Windy week in the Kitchen Garden
It has been a windy week in the kitchen garden but we have been lucky and no damage has been done. We have had some very spring feeling days too and this seems to be reflected in the plant growth; plants that should still be dormant have already started growing. This may stop next week with the much colder temperatures that are forecast for us to return, but it’s worth keeping an eye on.
This week we have had to give the strawberry plants some attention as they were also showing signs of new growth, we wouldn’t normally do this until march. But with this weather we have decided to remove all the dead leaves now and give them a layer of strulch. The strulch should give them a bit of protection from the cold weather that's on the way. We are watching the weather very closely and if the temperatures drop too low, we will add some winter fleece protection to protect the new early growth.
The runner bean trench has now been dug, we have had to dig this quite deep as we have lots of tree roots invading the ground and we want to make sure we get them all out. This also means we have a nice deep trench to fill with lovely manure and water retaining mediums. We have added in a layer of horticultural charcoal, this is great for water retention and should slowly release moisture into the soil during the dry periods throughout the summer.
Another job for this week was to prepare the bed for the carrots and onions. The bed was double dug it a few weeks ago and tree roots left on the top to let the frost kill them off. This week we raked the roots off the bed and given the soil a forking over and it is now ready to be planted. We don’t manure the carrot and onion beds as they don’t like it. However, the ground needs to be warmer and a good way of warming up the ground is to add cloches.
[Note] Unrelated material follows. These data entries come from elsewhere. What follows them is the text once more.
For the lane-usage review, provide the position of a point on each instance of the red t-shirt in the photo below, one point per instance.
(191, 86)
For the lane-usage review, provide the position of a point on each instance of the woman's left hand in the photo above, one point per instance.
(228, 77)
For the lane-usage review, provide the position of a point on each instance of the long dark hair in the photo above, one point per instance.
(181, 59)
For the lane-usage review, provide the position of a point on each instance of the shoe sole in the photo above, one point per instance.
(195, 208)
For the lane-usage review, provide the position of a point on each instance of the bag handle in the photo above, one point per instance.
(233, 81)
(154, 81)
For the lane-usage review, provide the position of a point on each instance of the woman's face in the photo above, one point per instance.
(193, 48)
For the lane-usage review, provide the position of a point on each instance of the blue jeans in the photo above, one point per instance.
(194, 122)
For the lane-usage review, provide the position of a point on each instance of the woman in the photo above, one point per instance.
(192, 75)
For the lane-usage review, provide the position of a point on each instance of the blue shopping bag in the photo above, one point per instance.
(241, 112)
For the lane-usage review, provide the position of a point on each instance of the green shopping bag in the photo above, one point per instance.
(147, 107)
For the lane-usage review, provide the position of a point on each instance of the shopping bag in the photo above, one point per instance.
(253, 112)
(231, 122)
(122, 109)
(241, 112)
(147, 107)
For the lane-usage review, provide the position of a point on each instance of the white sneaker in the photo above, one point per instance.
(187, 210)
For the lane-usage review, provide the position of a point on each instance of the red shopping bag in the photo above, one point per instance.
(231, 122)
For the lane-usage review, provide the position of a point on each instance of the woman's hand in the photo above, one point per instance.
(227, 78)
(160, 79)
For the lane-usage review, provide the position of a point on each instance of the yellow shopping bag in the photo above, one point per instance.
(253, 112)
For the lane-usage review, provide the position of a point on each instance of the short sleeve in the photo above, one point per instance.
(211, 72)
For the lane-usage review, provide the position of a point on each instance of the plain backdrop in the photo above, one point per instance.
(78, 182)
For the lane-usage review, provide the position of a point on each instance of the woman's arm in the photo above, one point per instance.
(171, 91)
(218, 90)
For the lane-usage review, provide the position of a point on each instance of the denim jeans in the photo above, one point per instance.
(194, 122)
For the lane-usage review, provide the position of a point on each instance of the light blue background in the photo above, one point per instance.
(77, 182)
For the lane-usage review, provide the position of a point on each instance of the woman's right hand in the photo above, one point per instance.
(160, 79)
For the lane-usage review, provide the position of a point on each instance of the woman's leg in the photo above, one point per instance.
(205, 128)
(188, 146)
We now have a line of cloche tunnels in place that will help do this so when the carrots are ready to be sown the ground will be nice and warm for them.
The only harvest this week has been the spinach which looks young and tender although not heavy yielding.
In the rest of the garden we have been pruning the wisteria and hydrangea again these are showing signs of life far earlier than we would normally expect and we even have a few rhododendrons in flower.
Our wild flower garden is also ahead this year and has already rotted down to stage that really needs clearing, so that is another job has also begun.